I hereby certify that the foregoing is a full, true and correct copy of the Final Decision and Order in the matter of FLOYD D. CORNELISON employee/respondent; v. RAPPE, CRAIG, employer; TIG INSURANCE COMPANY, insurer/petitioners; Case No. 199609785; dated and filed in the office of the Alaska Workers' Compensation Board in Anchorage, Alaska, this day of March 28, 2000.

Brady D. Jackson, III, Clerk

1 The Compensation Reports dated July 17, 1996 and March 3, 1999 demonstrate the employee’s weekly compensation was initially set at $287.48 per week and then changed to $293.36 per week.

2 Compensation Report dated November 29, 1999.

3 SSA Decision dated August 12, 1998.

4 The SSA printout also indicates the employee received $175.00 in monthly benefits in October of 1998.

5 See SSA printouts Bate stamped SSA 00028, SSA 00029, SSA 000350.

6 The SSA rounds down to the whole dollar as indicated in their letter of September 17, 1999, making the actual monthly benefit $201.00.

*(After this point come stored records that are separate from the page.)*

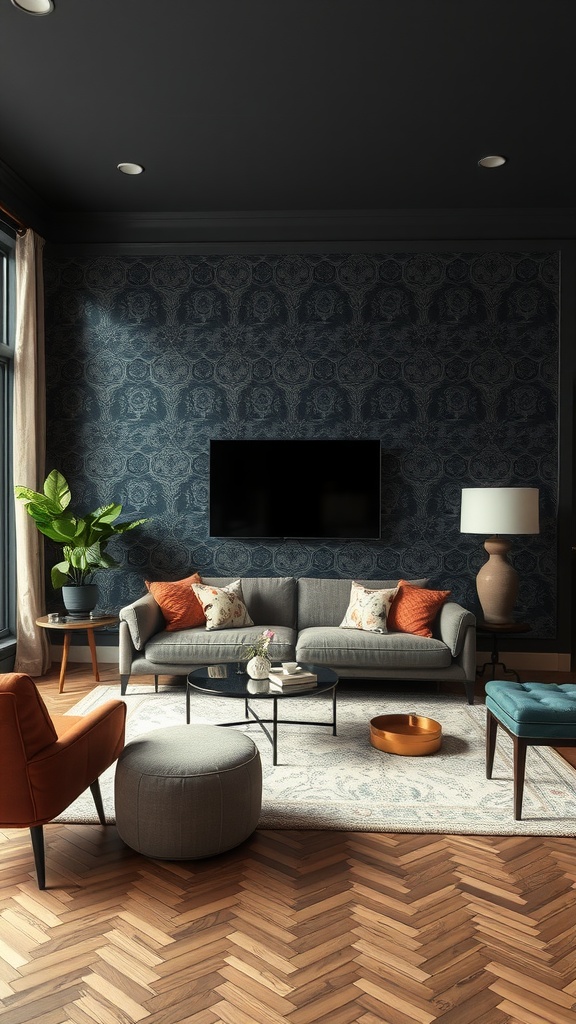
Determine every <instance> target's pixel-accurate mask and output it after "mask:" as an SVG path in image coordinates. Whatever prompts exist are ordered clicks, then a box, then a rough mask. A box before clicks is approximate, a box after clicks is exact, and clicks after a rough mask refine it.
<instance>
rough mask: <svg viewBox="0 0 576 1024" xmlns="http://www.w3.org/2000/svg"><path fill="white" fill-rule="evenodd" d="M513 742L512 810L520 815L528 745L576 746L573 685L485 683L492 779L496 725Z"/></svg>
mask: <svg viewBox="0 0 576 1024" xmlns="http://www.w3.org/2000/svg"><path fill="white" fill-rule="evenodd" d="M499 725H501V726H502V728H503V729H504V730H505V731H506V732H507V733H508V735H509V736H511V738H512V742H513V786H515V792H513V810H515V818H516V819H517V820H520V818H521V816H522V798H523V794H524V775H525V770H526V750H527V748H528V746H576V684H574V683H560V684H557V683H509V682H502V681H501V680H498V679H496V680H494V679H493V680H491V681H490V682H489V683H487V684H486V777H487V778H492V768H493V765H494V751H495V749H496V733H497V730H498V726H499Z"/></svg>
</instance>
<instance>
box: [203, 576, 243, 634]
mask: <svg viewBox="0 0 576 1024" xmlns="http://www.w3.org/2000/svg"><path fill="white" fill-rule="evenodd" d="M192 589H193V591H194V593H195V594H196V596H197V598H198V600H199V601H200V603H201V605H202V607H203V609H204V614H205V616H206V629H207V630H229V629H232V628H233V627H234V626H253V625H254V624H253V622H252V620H251V618H250V615H249V614H248V610H247V608H246V605H245V604H244V594H243V593H242V584H241V582H240V580H236V581H235V582H234V583H230V584H229V585H228V587H210V586H209V585H208V584H206V583H202V584H200V583H198V584H193V585H192Z"/></svg>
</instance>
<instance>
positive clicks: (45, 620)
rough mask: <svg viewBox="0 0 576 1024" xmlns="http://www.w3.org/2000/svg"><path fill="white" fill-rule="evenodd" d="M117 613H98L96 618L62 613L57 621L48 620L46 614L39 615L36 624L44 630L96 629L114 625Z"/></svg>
mask: <svg viewBox="0 0 576 1024" xmlns="http://www.w3.org/2000/svg"><path fill="white" fill-rule="evenodd" d="M117 622H118V615H100V616H99V617H98V618H69V617H68V616H65V615H63V616H61V617H60V618H59V620H58V621H57V622H55V623H54V622H49V621H48V616H47V615H40V617H39V618H37V620H36V625H37V626H41V627H42V628H43V629H45V630H96V629H97V628H98V626H114V625H115V624H116V623H117Z"/></svg>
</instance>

7 Ms.Whetstone testified at the hearing she initially believed that the $201.00 amounts payable in 11/96 represented lump sums for back payments due and that the dependents’ initial entitlements were actually $5.80 each.

8 Letter from Janet Whetstone to Traci Galster dated January 3, 2000 and also signed by Traci Galster on January 5, 2000.

9 Letter from Brenda Wright dated February 18, 2000.

10 Employee’s Notice of Award dated September 18, 1998.

11 Notice of Award for Forrest Cornelison dated November 14, 1998.

12 See, SSA documents filed with the Board on March 3, 2000.

13 In its supplemental brief, the employer calculated the monthly SSA Disability Benefit as $1,211.00 and included calculations for when both dependents cease their entitlements.

14 We note the Colorado legislature revised its offset statute in 1973 specifically to expand its application from "weekly benefits payable" to "aggregate benefits payable." Colo. Rev. Stat. Ann. § 8-51-101(1)(c) (1973).

15 Fleck v. Industrial Indemnity, AWCB Decision No. 99-0137 (June 22, 1999).

16 See, Green v. Kake Tribal Corporation, AWCB Decision No. 88-0154 (June 10, 1988).